Poor working conditions increase the likelihood of bribery, a report by the U.K.-based independent Ethical Journalism Network found.

The report, published in 2015, found evidence of unethical practices in several countries including Ukraine, Nigeria, Colombia and the Philippines.

It listed conflicts of interest in the Philippines including working for political campaigns while employed as a reporter or being asked by media outlets to secure advertising from local businesses. Other unethical behaviors cited were payments to use news reports to attack a rival, kill off an article or take bribes from police or security officials, the report found.

Newsroom bottom lines also factor into discussions on coverage.

“The Philippines, just like other countries in Asia, is experiencing what I like to call a ‘publish and perish’ phenomenon,” said James Gomez, regional director of the Asia Centre, a Bangkok-based think tank.

“If the media outlet publishes noncritical information news, then they are very much left alone. However, if they publish information critical of the political regime or lead political figures, then these outlets and specific journalists come under [legal or financial] attack,” Gomez said.

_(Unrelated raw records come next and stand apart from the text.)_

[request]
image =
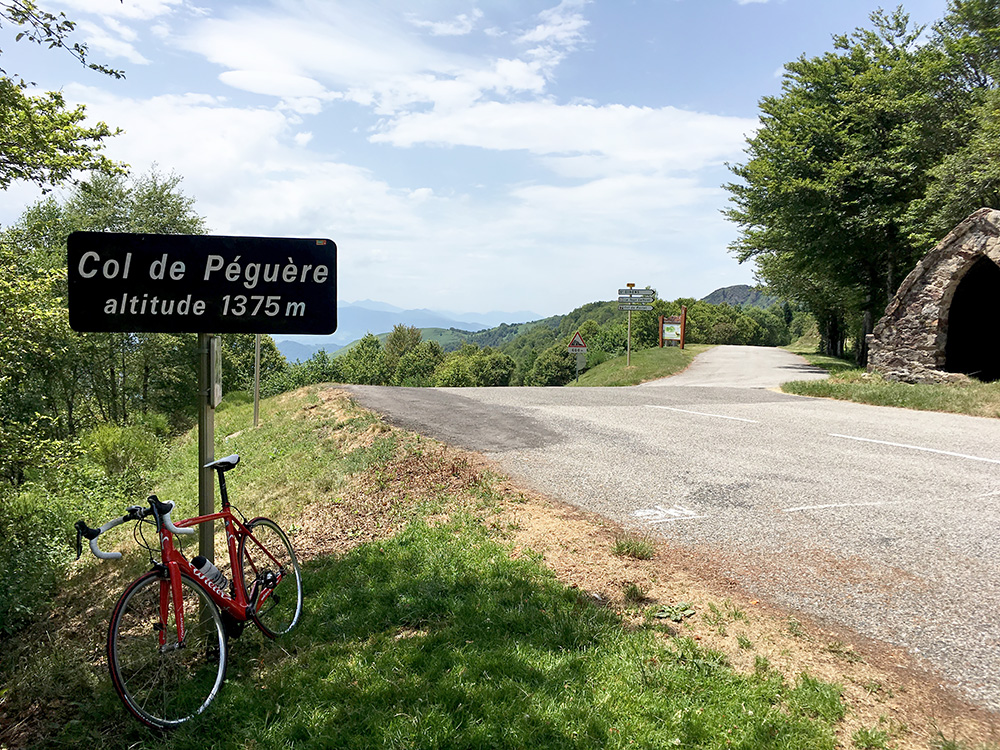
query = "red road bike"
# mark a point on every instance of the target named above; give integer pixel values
(168, 640)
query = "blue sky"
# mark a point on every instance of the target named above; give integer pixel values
(466, 156)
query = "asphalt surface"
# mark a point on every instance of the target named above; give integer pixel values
(878, 519)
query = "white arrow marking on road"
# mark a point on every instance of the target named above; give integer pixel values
(916, 448)
(839, 505)
(702, 414)
(659, 514)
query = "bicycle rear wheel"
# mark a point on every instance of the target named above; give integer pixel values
(270, 576)
(166, 685)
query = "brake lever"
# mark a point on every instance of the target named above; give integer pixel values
(83, 530)
(80, 526)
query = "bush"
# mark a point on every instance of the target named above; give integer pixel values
(29, 563)
(129, 452)
(554, 366)
(365, 362)
(416, 367)
(37, 535)
(454, 372)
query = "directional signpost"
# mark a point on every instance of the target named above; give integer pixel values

Officials unhappy with news content either target high-profile reporters and editors or use legal sanctions, Gomez said. They intervene in licensing and withdraw advertising to weaken a media outlet’s business.

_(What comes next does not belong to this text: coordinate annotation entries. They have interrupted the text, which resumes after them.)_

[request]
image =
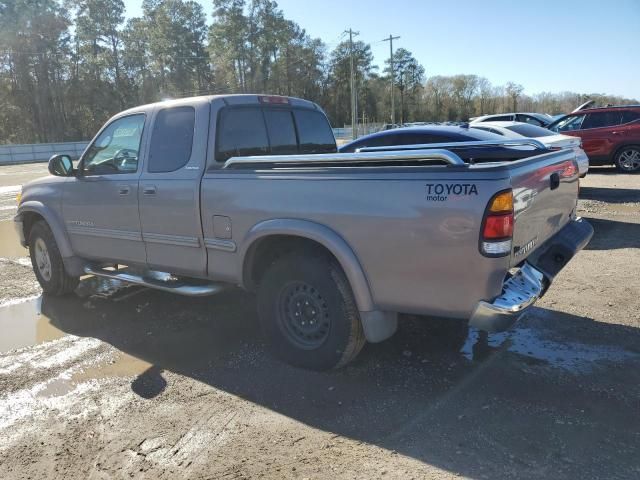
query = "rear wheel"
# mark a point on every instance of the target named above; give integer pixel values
(627, 159)
(308, 313)
(47, 262)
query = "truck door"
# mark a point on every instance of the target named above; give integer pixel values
(100, 204)
(170, 190)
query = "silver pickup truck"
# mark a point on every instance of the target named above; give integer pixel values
(195, 195)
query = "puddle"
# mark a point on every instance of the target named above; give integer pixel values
(22, 324)
(572, 356)
(124, 365)
(56, 388)
(9, 244)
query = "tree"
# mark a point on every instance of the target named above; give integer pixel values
(408, 75)
(339, 75)
(514, 90)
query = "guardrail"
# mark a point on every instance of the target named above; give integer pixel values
(39, 152)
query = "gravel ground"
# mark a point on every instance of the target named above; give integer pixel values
(119, 381)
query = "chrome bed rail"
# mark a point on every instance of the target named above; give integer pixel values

Paid-off journalists still face threats from the political rivals of whoever offered the money.

Jose Jaime Espina, chair of the National Union of Journalists of the Philippines, said, “[c]onditions such as these do push many journalists toward corruption, not difficult in a country where patronage politics remains the norm.”

“In many cases, politicians retain journalists to promote them and attack their foes. This often exposes the journalist to possible retaliation by the patron’s foes, as has been the case in a number of media killings,” Espina said.

The Philippines has had a poor record for securing justice in journalist killings, according to data from the press freedom organization Committee to Protect Journalists (CPJ). Its record improved in the 2020 Impunity Index, released Wednesday, in part because a 2009 massacre, during which 58 people, including 30 media workers, were kidnapped and eventually killed, no longer fell within the index period.

Entrenched impunity and lack of political will is slowing efforts to bring killers of journalists to justice, annual Impunity Index finds

A regional court last year convicted 28 people for their involvement in that attack. But the Philippines still has 11 unresolved cases from the past decade.

“The bulk of media killings remain unsolved, a dismal record,” Espina said. “Hopefully, when a better, more humane government comes along, proposing reforms will not be such an exercise in futility.”

In many cases, killings can be traced to local politics and local issues, said Torres, now a writer with the Catholic news website LiCAS News Philippines. Journalism trade groups should train frontline local reporters — those most likely to be killed — on how to keep safe while getting their jobs done, he added.

When Torres received threats, his family’s “political friends” on the island of Mindanao “had to talk to the other political family not to touch me,” he said.

Torres was able to stay safe, but threats can carry over into physical violence.

Nearly all the journalists killed in direct retaliation for their work in the Philippines over the past decade were threatened beforehand. Nearly all covered corruption and politics, according to CPJ, which documents journalist killings globally.

Reporters doubt that truly independent journalism will flourish anytime soon. The Philippine government should enforce labor laws to ensure reporters are treated properly as media company employees, Espina said.

Perceptions that the media collude with sources are disillusioning Filipino news audiences, Espina said, in turn numbing them to reports of journalists being killed.

“Ethics are … a major problem, not just among severely underpaid community journalists but also among more established practitioners in major outfits,” he said. “And because trust in media has plunged, there is also little sympathy from the public when journalists are attacked or killed.